Distinctive features include:
- Validation During Live Execution: Each proposed code upgrade is validated on the fly with mini-integration tests, harnessing the current software problem as its benchmark.
- Adaptive Tool Acquisition: The agent can autonomously integrate new tool APIs (e.g., file navigators, diff editors, contextual symbol locators) invented during the current session, immediately exploiting them in reasoning and action selection.
- Non-Gradient-Based Learning: No model weights are tuned; all adaptation is performed via direct code edits, module insertion/deletion, and interface restructuring.
4. Benchmarking and Quantitative Performance
Live-SWE-agent has been empirically evaluated on the widely studied SWE-bench Verified and SWE-Bench Pro benchmarks, which each feature real-world software engineering tasks requiring end-to-end code understanding, navigation, patch generation, and test execution.
Results summary (Xia et al., 17 Nov 2025):
- SWE-bench Verified: Achieves a solve rate of 75.4% without any test-time scaling—significantly higher than all prior open-source agents and close to proprietary systems.
- SWE-Bench Pro: Attains best-known solve rate of 45.8%, outperforming manually designed agentic frameworks.
- Generalization: The live self-evolution mechanism enables robust adaptation across codebases and benchmarks, supporting general operation even under domain shift.
5. Practical Implications and Deployment Considerations
Live-SWE-agent demonstrates the feasibility and impact of runtime self-evolution for agentic LLM systems in software engineering.
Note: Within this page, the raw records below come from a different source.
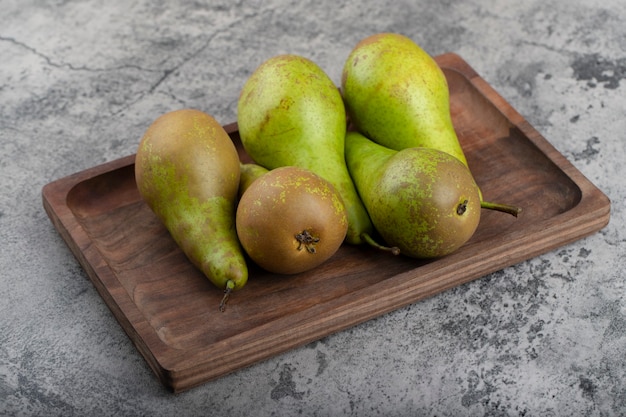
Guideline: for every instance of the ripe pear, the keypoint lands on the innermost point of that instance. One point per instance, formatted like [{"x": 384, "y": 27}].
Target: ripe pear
[
  {"x": 397, "y": 95},
  {"x": 187, "y": 171},
  {"x": 421, "y": 200},
  {"x": 291, "y": 220},
  {"x": 290, "y": 113}
]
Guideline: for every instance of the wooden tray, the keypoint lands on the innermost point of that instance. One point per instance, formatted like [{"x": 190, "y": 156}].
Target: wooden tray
[{"x": 170, "y": 311}]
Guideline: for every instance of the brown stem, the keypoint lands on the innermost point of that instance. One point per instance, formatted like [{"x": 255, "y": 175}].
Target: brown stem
[
  {"x": 306, "y": 239},
  {"x": 513, "y": 210},
  {"x": 230, "y": 285},
  {"x": 370, "y": 241}
]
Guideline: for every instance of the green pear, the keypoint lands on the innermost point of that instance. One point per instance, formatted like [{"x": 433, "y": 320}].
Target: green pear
[
  {"x": 187, "y": 171},
  {"x": 397, "y": 95},
  {"x": 290, "y": 113},
  {"x": 421, "y": 200}
]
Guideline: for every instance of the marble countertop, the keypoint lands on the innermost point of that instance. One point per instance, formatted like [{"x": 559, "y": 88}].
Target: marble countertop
[{"x": 80, "y": 82}]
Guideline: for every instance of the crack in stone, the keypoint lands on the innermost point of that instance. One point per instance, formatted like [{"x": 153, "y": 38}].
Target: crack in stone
[{"x": 68, "y": 65}]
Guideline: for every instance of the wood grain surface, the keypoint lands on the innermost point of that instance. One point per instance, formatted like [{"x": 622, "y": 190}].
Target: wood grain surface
[{"x": 170, "y": 311}]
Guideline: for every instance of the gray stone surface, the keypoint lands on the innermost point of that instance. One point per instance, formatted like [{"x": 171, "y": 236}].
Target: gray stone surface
[{"x": 80, "y": 81}]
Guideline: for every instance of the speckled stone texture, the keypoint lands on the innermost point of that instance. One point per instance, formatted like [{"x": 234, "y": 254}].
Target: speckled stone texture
[{"x": 81, "y": 80}]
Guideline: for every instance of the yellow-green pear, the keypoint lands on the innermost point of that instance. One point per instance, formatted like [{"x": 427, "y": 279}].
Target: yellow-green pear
[
  {"x": 187, "y": 171},
  {"x": 290, "y": 113},
  {"x": 397, "y": 95},
  {"x": 421, "y": 200}
]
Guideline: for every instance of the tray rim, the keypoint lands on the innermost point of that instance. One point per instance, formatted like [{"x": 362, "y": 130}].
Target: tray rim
[{"x": 179, "y": 370}]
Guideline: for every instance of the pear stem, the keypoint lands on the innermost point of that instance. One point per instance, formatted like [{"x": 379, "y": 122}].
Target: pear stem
[
  {"x": 230, "y": 285},
  {"x": 370, "y": 241},
  {"x": 506, "y": 208}
]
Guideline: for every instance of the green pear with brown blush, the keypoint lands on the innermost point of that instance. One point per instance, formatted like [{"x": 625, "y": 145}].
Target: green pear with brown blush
[
  {"x": 290, "y": 113},
  {"x": 421, "y": 200},
  {"x": 187, "y": 171},
  {"x": 397, "y": 95}
]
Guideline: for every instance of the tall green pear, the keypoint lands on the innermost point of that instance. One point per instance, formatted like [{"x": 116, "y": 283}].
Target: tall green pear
[
  {"x": 187, "y": 170},
  {"x": 397, "y": 95},
  {"x": 421, "y": 200},
  {"x": 291, "y": 113}
]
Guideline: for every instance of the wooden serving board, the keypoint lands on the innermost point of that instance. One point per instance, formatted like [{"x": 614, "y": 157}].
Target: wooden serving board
[{"x": 170, "y": 310}]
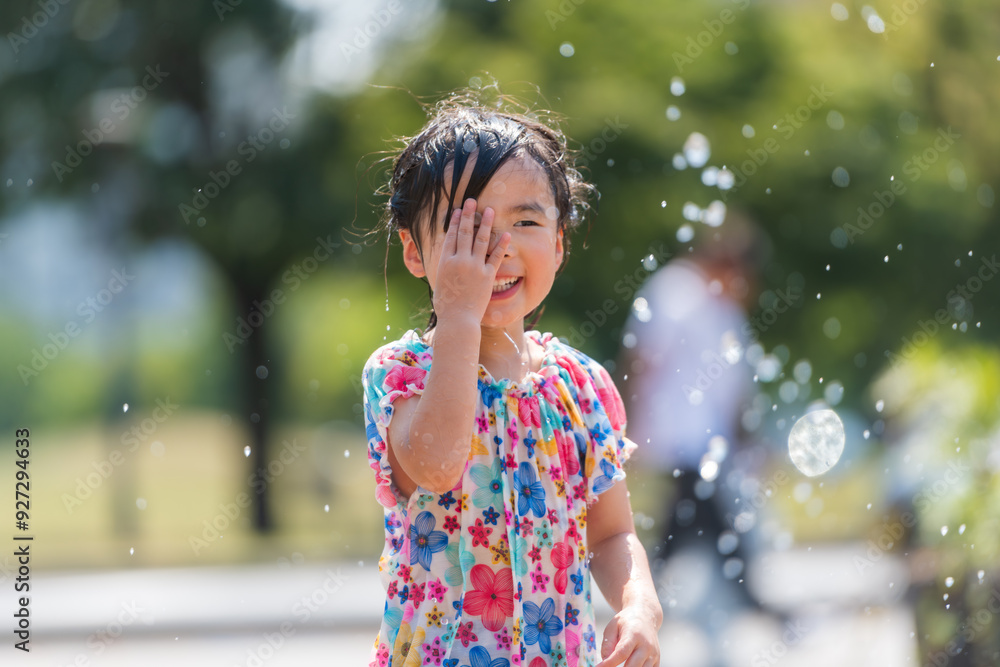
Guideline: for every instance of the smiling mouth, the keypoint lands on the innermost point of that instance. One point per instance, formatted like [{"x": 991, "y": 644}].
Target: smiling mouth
[{"x": 501, "y": 286}]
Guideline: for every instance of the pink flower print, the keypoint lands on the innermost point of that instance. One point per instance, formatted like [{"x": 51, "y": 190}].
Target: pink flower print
[
  {"x": 417, "y": 593},
  {"x": 401, "y": 375},
  {"x": 434, "y": 652},
  {"x": 527, "y": 411},
  {"x": 436, "y": 591},
  {"x": 562, "y": 558},
  {"x": 480, "y": 534},
  {"x": 611, "y": 399},
  {"x": 567, "y": 453},
  {"x": 382, "y": 656},
  {"x": 539, "y": 580},
  {"x": 465, "y": 634}
]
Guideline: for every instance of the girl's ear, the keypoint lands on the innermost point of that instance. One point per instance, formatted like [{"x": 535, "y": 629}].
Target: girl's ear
[{"x": 411, "y": 254}]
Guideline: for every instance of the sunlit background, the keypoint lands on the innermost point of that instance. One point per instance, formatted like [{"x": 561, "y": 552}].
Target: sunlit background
[{"x": 189, "y": 297}]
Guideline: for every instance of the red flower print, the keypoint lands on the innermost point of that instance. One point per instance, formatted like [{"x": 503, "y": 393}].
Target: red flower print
[
  {"x": 480, "y": 534},
  {"x": 491, "y": 597},
  {"x": 562, "y": 558},
  {"x": 527, "y": 411},
  {"x": 400, "y": 376},
  {"x": 465, "y": 633}
]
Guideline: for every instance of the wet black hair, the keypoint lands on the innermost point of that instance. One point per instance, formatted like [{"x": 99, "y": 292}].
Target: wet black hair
[{"x": 462, "y": 126}]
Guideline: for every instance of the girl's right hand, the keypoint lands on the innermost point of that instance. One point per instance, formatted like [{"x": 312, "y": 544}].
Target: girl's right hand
[{"x": 465, "y": 274}]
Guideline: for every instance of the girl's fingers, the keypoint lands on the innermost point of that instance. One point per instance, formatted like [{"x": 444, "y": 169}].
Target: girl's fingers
[
  {"x": 482, "y": 241},
  {"x": 451, "y": 237},
  {"x": 499, "y": 250},
  {"x": 466, "y": 228}
]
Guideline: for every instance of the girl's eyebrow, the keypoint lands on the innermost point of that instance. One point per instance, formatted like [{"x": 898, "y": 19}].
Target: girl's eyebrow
[{"x": 526, "y": 206}]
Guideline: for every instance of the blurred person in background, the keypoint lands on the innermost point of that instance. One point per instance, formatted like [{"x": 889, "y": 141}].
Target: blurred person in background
[{"x": 687, "y": 385}]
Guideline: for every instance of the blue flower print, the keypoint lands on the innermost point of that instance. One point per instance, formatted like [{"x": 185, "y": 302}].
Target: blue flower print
[
  {"x": 577, "y": 581},
  {"x": 530, "y": 492},
  {"x": 599, "y": 432},
  {"x": 540, "y": 624},
  {"x": 488, "y": 393},
  {"x": 490, "y": 515},
  {"x": 480, "y": 657},
  {"x": 425, "y": 541},
  {"x": 605, "y": 480},
  {"x": 489, "y": 483}
]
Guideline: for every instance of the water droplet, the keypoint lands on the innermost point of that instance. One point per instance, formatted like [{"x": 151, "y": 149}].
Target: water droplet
[
  {"x": 697, "y": 150},
  {"x": 840, "y": 177},
  {"x": 816, "y": 442}
]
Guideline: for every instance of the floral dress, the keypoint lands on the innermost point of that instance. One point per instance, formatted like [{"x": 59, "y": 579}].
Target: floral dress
[{"x": 495, "y": 572}]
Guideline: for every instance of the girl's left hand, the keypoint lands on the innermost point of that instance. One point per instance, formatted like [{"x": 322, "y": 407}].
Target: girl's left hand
[{"x": 631, "y": 640}]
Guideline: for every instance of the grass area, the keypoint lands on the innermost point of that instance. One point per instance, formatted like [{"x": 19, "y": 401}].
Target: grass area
[
  {"x": 92, "y": 508},
  {"x": 87, "y": 511}
]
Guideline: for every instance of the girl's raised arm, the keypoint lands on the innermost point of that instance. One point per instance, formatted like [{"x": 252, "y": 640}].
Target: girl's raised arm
[{"x": 430, "y": 435}]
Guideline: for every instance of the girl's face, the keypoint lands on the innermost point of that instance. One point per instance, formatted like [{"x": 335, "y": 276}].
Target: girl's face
[{"x": 521, "y": 197}]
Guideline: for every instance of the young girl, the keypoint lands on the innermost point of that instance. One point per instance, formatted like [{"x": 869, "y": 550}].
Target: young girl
[{"x": 498, "y": 452}]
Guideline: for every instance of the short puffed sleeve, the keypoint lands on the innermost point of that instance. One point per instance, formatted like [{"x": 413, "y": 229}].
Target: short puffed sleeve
[
  {"x": 603, "y": 414},
  {"x": 393, "y": 371}
]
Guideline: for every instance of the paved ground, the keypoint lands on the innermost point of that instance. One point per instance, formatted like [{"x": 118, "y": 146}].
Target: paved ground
[{"x": 328, "y": 614}]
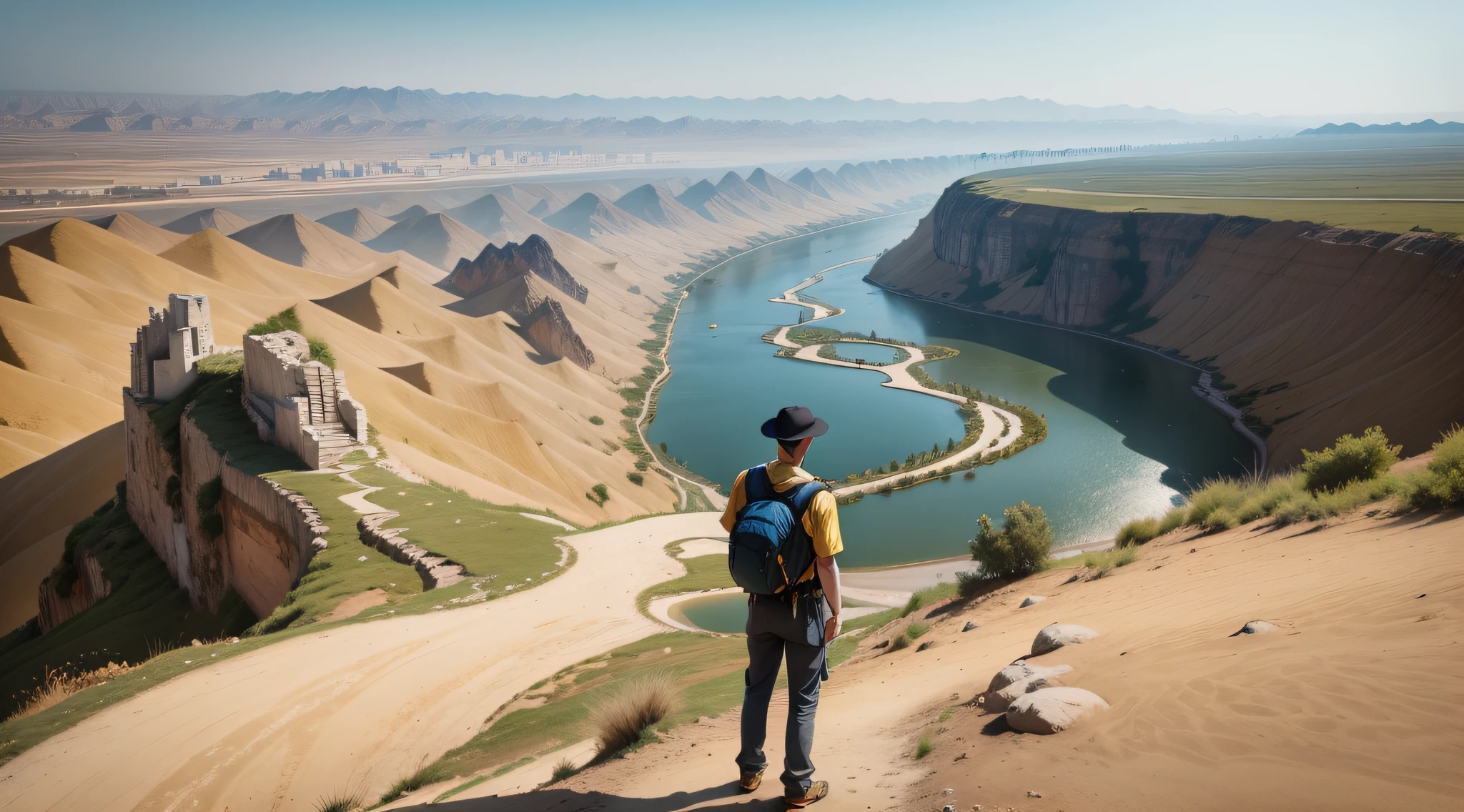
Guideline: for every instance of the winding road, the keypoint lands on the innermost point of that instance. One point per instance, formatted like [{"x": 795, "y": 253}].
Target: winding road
[{"x": 991, "y": 440}]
Core implications include:
- Reduced Agent Design Burden: Manual exploration of the scaffold design space is supplanted by automated, online scaffold search and deployment.
- Task- and Context-Specific Adaptation: The agent can tailor its operational logic, tool availability, and reasoning schema to task requirements observed during runtime, supporting heterogeneous software workflows.
- Continuous Improvement Pipeline: Live observation, upgrade, and exploitation cycles occur seamlessly within standard software agent deployment environments.
Deployment recommendations:
- Begin with minimal shell-only or file-edit agent for safe initialization.
- Enable runtime code modification permissions under controlled isolation (e.g., in a sandboxed container).
- Log scaffold changes and resulting performance for auditability and offline analysis.
6. Relation to Contemporary Agentic Systems and Future Prospects
Live-SWE-agent advances beyond previous approaches such as Darwin-Gödel Machine (DGM) self-improvers and SICA-type reflection loops by supporting unbounded, live scaffold evolution. The general “agent as live-evolving software” paradigm may be extended to incorporate richer forms of user modeling (e.g., TOM-SWE for theory-of-mind (Zhou et al., 24 Oct 2025)), error correction (e.g., PRMs (Gandhi et al., 2 Sep 2025)), and persistent memory across sessions.
Future work may address:
- Integration of stateful user preferences and session profiles
- Coordinated multi-agent adaptation for collaborative software engineering tasks
- Fine-grained process monitoring and reward modeling to further optimize long-horizon trajectories
Live-SWE-agent’s on-the-fly scaffold evolution establishes a new baseline for adaptive, robust agentic architectures in autonomous software engineering, with empirical validations on challenging and diverse benchmarks (Xia et al., 17 Nov 2025).